Benson odetchnęła z ulgą, że uwaga pani profesor została całkowicie od niej odwrócona. Spojrzała na swoją wybawicielkę i przybrała dziwny grymas, widząc Lunę. Uśmiechnęła się do Krukonki z wdzięcznością.

Całą lekcję Creswell opowiadała o kamieniu filozofów, zapominając o ukaraniu dwójki uczniów, o czym przypomniała sobie zaraz po zakończeniu zajęć. W ciszy przyglądała się bladej twarzy Harley oraz znudzonej Dracona. Sięgnęła do skrzypiącego biurka po książkę i podała ją im.

- Resztę materiałów znajdziecie w bibliotece, tutaj macie tylko zarys całego tematu. Za dwa dni chcę widzieć referat od was.- I tak była to łagodna kara, zwłaszcza, że dziewczynie przypadł temat do gustu.- Ach! I jeszcze jedno... panno Benson, jakbyś mogła chwilę poczekać. Panu już dziękuję- odprawiła Ślizgona, który bez słowa opuścił klasę.- Mam dużo szacunku do twojej ciotki- powiedziała.- Dumbledore wprowadził mnie w całą sprawę, a może... powinnam powiedzieć, że to ja wprowadziła jego.
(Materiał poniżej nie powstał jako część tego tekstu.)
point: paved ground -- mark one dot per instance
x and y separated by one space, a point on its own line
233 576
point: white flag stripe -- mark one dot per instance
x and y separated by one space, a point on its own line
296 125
- Jest pani z Zakonu- nie zapytała, stwierdziła.

Creswell skinęła lekko głową.

- Zgadza się. Byłam również na Dworze Meyling i współczuję ci tej tragedii, ale wiedz, że bez względu na to, jak jesteś potrzebna Zakonowi nie możesz liczyć na taryfę ulgową.

- Ale kiedy ja naprawdę się zgubiłam!

- Nie ma usprawiedliwienia. Regulamin szkoły jasno określa, że na lekcje trzeba przychodzić punktualnie.- Pokiwała palcem na dziewczynę.- Ta reguła obowiązuje w każdej szkole, mylę się? A może przez ostatnie kilkadziesiąt lat coś się zmieniło?

- Nie, ale...

- Zatem, panno Benson wszystko ustalone. Referat za dwa dni.

- Myślałam, że będzie mnie pani wypytywać o...

- Zapoznałam się już z twoimi zeznaniami. Chociaż byłam w Zakonie Feniksa od samego początku, znając wielu wspaniałych czarodziei, których już z nami nie ma, nie cenię niczego bardziej niż mojej pracy nauczyciela w Hogwarcie. To, co skrywa twój umysł chociaż powinno, to nie interesuje mnie, ponieważ może okazać się, że jest tak samo skomplikowany jak sama alchemia, dlatego to zostawię tobie.

- Nie jest pani taka zła- sapnęła Harley, otrzepując niewidzialny pyłek z szaty.

- Dobra, dobra, a teraz uciekaj do biblioteki, bo mogę być naprawdę niemiła, jeśli nie dostanę referatu.